Brent’s parents have owned this land since he was in high school, and apparently it started off as a great deal more land than it is today. Slowly selling it off piece by piece to land developers, they live on a refreshing few acres of farmable land surrounded by subdivisions. Brent was a horticulture major in college who didn’t want to work in a nursery. He wanted to grow for himself and sell the bounty to his community, so his parents allowed him to cultivate the land that they had left, and what a great job he has done.

Native Sun is in the 2nd year of farming and already is leaps ahead of a lot of the beginning farmers that we have encountered in our search for suppliers and their stories. I first met Brent last winter at our second PLACE book club meeting. He was eager to learn about the culture of farming and the food culture of Athens, and he was just beginning this process. Now he has a huge hoop house, several fields with rows and rows of spring and summer crops, and a back pasture where he has started lots of fruit plants, something that is very exciting to find in these parts. He has the starts of raspberry and blackberry vines, blueberry bushes, grape vines and even a varietal of kiwi that has been shown to prosper in our part of the country.

In the middle of everything, a lone horse grazes in it’s pasture, and before we go, Brent lets the chickens that he has put up so we wouldn’t run them over when we arrive run free, and we can see all his young clucking brood scatter. My mom struggles to try to get them back in the pen, but to no avail. They have been set free and they have no intention of returning to their coop.

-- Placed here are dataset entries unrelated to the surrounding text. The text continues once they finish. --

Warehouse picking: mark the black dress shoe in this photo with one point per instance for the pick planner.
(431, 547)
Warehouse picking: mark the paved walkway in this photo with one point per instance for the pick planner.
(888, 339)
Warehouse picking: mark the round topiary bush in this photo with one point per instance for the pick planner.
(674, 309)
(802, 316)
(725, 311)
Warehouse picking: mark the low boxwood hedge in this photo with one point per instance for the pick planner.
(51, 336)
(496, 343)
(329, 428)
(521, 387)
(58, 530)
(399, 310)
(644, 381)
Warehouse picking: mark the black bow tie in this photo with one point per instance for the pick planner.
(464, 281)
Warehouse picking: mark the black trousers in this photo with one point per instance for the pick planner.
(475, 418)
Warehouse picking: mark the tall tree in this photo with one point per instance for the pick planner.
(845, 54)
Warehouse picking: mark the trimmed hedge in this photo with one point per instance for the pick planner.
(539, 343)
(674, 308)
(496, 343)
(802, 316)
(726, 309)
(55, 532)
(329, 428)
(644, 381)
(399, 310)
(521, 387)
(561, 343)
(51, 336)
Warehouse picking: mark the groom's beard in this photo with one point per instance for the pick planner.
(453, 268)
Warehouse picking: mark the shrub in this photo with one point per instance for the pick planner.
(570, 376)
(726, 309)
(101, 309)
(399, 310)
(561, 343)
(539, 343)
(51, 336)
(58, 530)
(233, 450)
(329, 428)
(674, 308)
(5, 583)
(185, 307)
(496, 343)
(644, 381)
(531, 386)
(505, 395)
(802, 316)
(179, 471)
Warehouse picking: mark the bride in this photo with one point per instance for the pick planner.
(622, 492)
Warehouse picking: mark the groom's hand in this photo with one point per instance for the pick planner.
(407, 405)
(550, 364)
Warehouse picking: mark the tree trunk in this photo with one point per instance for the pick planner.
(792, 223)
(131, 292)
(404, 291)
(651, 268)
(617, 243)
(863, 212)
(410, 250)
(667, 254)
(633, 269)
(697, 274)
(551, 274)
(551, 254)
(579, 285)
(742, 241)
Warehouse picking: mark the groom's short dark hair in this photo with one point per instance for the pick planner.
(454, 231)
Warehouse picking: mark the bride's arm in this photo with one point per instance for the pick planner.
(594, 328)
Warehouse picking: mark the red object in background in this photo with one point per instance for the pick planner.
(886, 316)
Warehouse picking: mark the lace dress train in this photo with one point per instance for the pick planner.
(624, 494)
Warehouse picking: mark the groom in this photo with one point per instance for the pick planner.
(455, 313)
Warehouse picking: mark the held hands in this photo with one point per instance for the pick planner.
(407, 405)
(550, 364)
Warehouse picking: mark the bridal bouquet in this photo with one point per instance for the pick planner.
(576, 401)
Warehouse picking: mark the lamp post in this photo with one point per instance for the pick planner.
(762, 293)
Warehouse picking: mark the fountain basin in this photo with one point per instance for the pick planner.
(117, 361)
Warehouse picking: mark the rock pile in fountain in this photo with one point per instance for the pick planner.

Brent and his wife, Amy, have recently had a baby, and they have dreams of being able to find some land that they can farm and live on at the same time. They are thinking of moving a little closer to Atlanta where they feel that the market is stronger for their produce, but I hope that they will stick around Athens for a while. I can’t wait to source from them and have them be a part of our family at Heirloom.